Because here’s the tension: security is friction, and usefulness comes from giving agents access. The magic happens when you let agents operate mostly autonomously with broad access to your machine, your codebase, your services. But that’s exactly the access an injected prompt would exploit.
We need to be thinking about this seriously as the ecosystem matures. It’s not a solved problem. It may not be solvable in the traditional sense. But awareness matters.
What I’ve Been Watching/Listening To
Articles:
- The Final Bottleneck - Armin Ronacher on how AI has shifted the bottleneck from writing code to reviewing it, creating unsustainable backlogs
- A Language for Agents - Armin Ronacher on why agent-friendly language design may matter as much as human-friendly design
- Pi: The Minimal Agent Within OpenClaw - Armin Ronacher on Pi’s self-extension philosophy
- Introducing GPT-5.3-Codex-Spark - Simon Willison on OpenAI’s new fast model from the Cerebras partnership, ~1,000 tokens/second
- A Complete Guide to AGENTS.md - progressive disclosure for agent instructions
- Skill Test-Driven Development for Claude Code - a TDD skill that enforces one-test-one-implementation vertical slicing
- ypi: A Recursive Coding Agent - a recursive agent built on Pi that delegates sub-problems to itself
- DeepWiki - conversational AI documentation for GitHub repositories
Podcasts/Videos:
- OpenClaw: The Viral AI Agent that Broke the Internet - Peter Steinberger on Lex Fridman Podcast #491, covering OpenClaw’s journey, self-modifying agents, and the agentic future
- Be Careful w/ Skills - ThePrimeagen on prompt injection, executable markdown, and why skills are the new attack surface
- What Skills Do Developers NEED To Have In An AI Future? - Kent Beck on the skills that matter as AI reshapes development
X/Twitter:
- Max Musing - “The vibe coding trap” - the difference between the cost of building software and the cost of owning it
- Thorsten Ball - “I am the bottleneck now” - on humans becoming the constraint in agent-assisted development
- Matt Pocock on TDD with Claude Code - his new skill that enforces real behaviour-validating tests instead of dozens of implementation-coupled ones
- Theo - “The Agentic Code Problem” - the mental overhead of parallel agent workflows across terminals, browsers, and projects - our tools weren’t built for how we work now
- Andreas Klinger - “Software Development is f**d” - custom, disposable, one-shot software as the norm, why GitHub may be obsolete, and why prompt injection could be bigger than SQL injection
A recurring thread this week across everything I read, watched, and built: where does the human sit in this loop?

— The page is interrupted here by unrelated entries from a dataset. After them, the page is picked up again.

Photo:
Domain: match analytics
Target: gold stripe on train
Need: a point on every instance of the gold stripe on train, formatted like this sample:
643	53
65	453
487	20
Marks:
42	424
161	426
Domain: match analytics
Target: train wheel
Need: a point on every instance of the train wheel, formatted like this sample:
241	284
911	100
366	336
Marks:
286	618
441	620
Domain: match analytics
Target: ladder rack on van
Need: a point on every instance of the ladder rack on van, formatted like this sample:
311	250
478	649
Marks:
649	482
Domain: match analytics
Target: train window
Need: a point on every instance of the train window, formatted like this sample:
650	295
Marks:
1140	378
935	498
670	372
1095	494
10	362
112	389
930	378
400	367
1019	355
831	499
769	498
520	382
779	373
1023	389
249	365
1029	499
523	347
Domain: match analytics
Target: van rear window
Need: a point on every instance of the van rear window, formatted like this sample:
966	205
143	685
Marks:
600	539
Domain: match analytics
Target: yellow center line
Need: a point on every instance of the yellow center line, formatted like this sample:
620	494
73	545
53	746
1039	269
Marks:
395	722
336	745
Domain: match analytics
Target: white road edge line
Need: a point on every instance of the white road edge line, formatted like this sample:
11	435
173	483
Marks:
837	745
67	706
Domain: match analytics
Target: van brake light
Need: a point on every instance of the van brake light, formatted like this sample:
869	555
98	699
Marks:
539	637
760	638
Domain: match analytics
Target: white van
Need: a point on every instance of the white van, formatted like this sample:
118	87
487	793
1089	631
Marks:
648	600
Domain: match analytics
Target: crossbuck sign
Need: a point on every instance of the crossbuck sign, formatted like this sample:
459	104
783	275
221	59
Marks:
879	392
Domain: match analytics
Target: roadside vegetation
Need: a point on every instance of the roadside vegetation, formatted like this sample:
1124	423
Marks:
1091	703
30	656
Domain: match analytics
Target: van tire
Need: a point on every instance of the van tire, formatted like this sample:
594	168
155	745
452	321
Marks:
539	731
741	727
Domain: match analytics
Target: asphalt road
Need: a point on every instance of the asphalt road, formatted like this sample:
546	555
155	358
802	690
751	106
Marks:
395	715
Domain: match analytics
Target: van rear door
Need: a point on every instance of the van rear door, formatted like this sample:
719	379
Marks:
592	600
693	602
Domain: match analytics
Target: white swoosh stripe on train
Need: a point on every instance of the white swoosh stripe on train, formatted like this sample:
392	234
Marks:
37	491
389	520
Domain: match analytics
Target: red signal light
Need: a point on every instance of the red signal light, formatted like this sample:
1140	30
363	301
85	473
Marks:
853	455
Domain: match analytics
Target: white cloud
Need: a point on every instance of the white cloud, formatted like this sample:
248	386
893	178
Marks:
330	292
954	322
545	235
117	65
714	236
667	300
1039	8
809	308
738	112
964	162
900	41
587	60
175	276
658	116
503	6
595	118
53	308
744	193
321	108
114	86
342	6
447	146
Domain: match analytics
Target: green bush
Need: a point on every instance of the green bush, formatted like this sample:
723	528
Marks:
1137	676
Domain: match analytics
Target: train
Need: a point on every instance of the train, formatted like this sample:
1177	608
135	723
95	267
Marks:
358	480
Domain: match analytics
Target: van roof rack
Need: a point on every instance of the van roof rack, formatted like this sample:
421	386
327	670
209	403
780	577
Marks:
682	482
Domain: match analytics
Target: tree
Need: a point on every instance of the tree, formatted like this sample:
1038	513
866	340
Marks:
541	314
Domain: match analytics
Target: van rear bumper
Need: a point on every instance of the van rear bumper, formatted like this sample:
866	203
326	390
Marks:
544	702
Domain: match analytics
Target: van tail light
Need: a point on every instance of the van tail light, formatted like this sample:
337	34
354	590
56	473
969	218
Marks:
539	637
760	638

Armin Ronacher argues the bottleneck has shifted from writing code to reviewing it. Thorsten Ball says he’s the bottleneck now. ThePrimeagen points out that the security model assumes a human in the loop - but we keep removing the human to get the speed.
I feel this tension every day. The productivity gains from letting agents run autonomously are real - PWAKit, the test refactoring, the Jeeves memory system, all of it moves faster when I step back and let the model work. But stepping back means trusting. And trust in a world of executable markdown and prompt injection requires a kind of vigilance that’s new to our discipline.
We haven’t figured this out yet. But at least we’re talking about it.